POMPEO - Non so, Menas, se piccoli contrasti possano aprir la strada a ben maggiori. Ma se quei due non avessero noi coalizzati contro, è assai probabile che si dilanierebbero a vicenda; ché motivi per sfoderar le spade ce n'hanno a iosa; e fino a che punto il timore di noi può cementare le loro divisioni e far risolvere tra loro le minori divergenze non lo sappiamo ancora con chiarezza. Sia come vuole il cielo! Vita o morte dipende dall'impiego che noi faremo delle nostre forze. Vieni, Menas, andiamo.

(Escono)

SCENA II - Roma. La casa di Lepido

Entrano LEPIDO e ENOBARBO

LEPIDO - Buon Enobarbo, sarebbe lodevole da parte tua, e ben ti si addirebbe, che esortassi il tuo comandante in capo ad un colloquio pacato e cortese.(33)

ENOBARBO - Lo esorterò a parlare da par suo: se Cesare dovesse provocarlo, che Antonio guardi Cesare dall'alto e gli parli tuonando, come un Marte. Per Giove, fossi Antonio, e avessi barba, stamane non me la sarei rasata!(34)

LEPIDO - Non è proprio il momento di dar sfogo a rancori personali.

ENOBARBO - Ogni momento è buono per le cose che nascono al momento.

LEPIDO - Già, ma le cose piccole devono cedere il passo alle grandi.

ENOBARBO - No, se le piccole vengono prima.

LEPIDO - È un parlar da fazioso, questo tuo; ma non soffiar sulla brace, ti prego. Ecco il nobile Antonio.

Entra ANTONIO con VENTIDIO

Ed ecco Cesare.

Entra, da parte opposta, OTTAVIO CESARE con MECENATE e AGRIPPA

ANTONIO - (A parte a Ventidio) Se riusciamo ad accordarci qui, addosso ai Parti, subito. Sta' con le orecchie aperte, ora, Ventidio!

OTTAVIO - (A parte a Mecenate) Non so. Chiedi ad Agrippa, Mecenate.

LEPIDO - Nobili amici, siamo qui riuniti per alta e importantissima cagione, facciamo dunque che non ci dividano cose di poco conto. Ciò che non va, lo si ascolti pazienti: alzar la voce in banali dissensi è come medicare una ferita con la morte. Perciò, degni colleghi, tanto più ardentemente vi scongiuro: discutete sui punti più dolenti nei termini più dolci, e alle parole mai s'unisca l'umore litigioso.

ANTONIO - Ben detto. Parlerei anch'io così ci trovassimo avanti ai nostri eserciti pronti a dare battaglia.

OTTAVIO - Sii ben tornato a Roma.

ANTONIO - Ti ringrazio.

OTTAVIO - Siedi.

ANTONIO - Siedi anche tu.

OTTAVIO - Va bene. Ordunque.... (Siedono)

ANTONIO - Sento dire che prendi a mal partito cose che non han nulla di cattivo, o, in ogni caso, che non ti riguardano.

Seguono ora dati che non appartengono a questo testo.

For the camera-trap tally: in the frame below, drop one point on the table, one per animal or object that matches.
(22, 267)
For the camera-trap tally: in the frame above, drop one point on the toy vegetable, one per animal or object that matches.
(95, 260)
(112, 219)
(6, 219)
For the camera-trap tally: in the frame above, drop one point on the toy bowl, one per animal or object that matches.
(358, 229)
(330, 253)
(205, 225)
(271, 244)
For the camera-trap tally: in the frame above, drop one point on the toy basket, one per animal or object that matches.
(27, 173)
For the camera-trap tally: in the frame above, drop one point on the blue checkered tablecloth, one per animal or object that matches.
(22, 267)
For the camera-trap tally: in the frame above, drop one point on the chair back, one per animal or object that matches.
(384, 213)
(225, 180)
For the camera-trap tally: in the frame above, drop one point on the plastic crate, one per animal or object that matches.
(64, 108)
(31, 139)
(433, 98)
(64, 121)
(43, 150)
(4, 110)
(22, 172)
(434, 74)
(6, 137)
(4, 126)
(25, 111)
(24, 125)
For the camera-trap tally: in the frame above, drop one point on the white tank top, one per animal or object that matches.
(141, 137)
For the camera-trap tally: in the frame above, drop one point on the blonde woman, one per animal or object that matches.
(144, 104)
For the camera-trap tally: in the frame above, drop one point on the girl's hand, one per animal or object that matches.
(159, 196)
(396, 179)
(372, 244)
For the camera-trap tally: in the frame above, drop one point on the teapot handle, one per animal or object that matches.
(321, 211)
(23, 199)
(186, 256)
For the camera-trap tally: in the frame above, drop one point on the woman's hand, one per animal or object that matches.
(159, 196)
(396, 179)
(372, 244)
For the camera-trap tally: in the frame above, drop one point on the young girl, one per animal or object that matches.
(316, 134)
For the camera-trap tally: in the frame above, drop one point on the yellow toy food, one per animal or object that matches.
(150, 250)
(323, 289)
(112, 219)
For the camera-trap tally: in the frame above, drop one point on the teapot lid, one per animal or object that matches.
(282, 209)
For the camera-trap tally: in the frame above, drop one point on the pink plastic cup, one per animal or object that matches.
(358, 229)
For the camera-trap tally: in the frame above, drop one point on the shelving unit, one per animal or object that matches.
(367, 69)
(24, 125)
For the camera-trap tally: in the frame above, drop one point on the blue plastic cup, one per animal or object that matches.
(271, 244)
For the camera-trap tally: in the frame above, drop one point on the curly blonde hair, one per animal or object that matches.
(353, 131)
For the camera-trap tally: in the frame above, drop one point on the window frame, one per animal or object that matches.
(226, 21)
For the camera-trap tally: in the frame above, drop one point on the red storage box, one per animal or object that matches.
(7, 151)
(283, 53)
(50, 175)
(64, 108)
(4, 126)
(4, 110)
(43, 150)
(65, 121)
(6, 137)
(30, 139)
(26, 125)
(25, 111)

OTTAVIO - Mi farei ridere alle spalle il mondo se per un niente, per una sciocchezza mi ritenessi offeso... Eppoi con te!(35) Ed ancor più se facessi il tuo nome anche una sola volta con disprezzo in affari che non mi riguardassero.

ANTONIO - Che poteva importarti, allora, Cesare, ch'io restassi in Egitto?

OTTAVIO - Non più di quanto a te, ch'eri in Egitto, importasse ch'io me ne stessi a Roma. Però se tu, in Egitto, ordivi trame contro il mio potere, la faccenda mi riguardava, eccome!

ANTONIO - Che vuoi dire con quell'"ordivi trame"?

OTTAVIO - Potrai capirne il senso se ti darai la pena di pensare a quanto qui è capitato a me. Tua moglie Fulvia e tuo fratello Lucio m'han mosso guerra, e la loro protesta si riversava tutta in tuo favore: la lor parola d'ordine eri tu.

ANTONIO - Ti sbagli; in questa azione mio fratello non ha mai accampato il nome mio: lo so dopo aver fatto le mie indagini e averlo appreso da fonti sicure, gente che ha tratto con te la sua spada.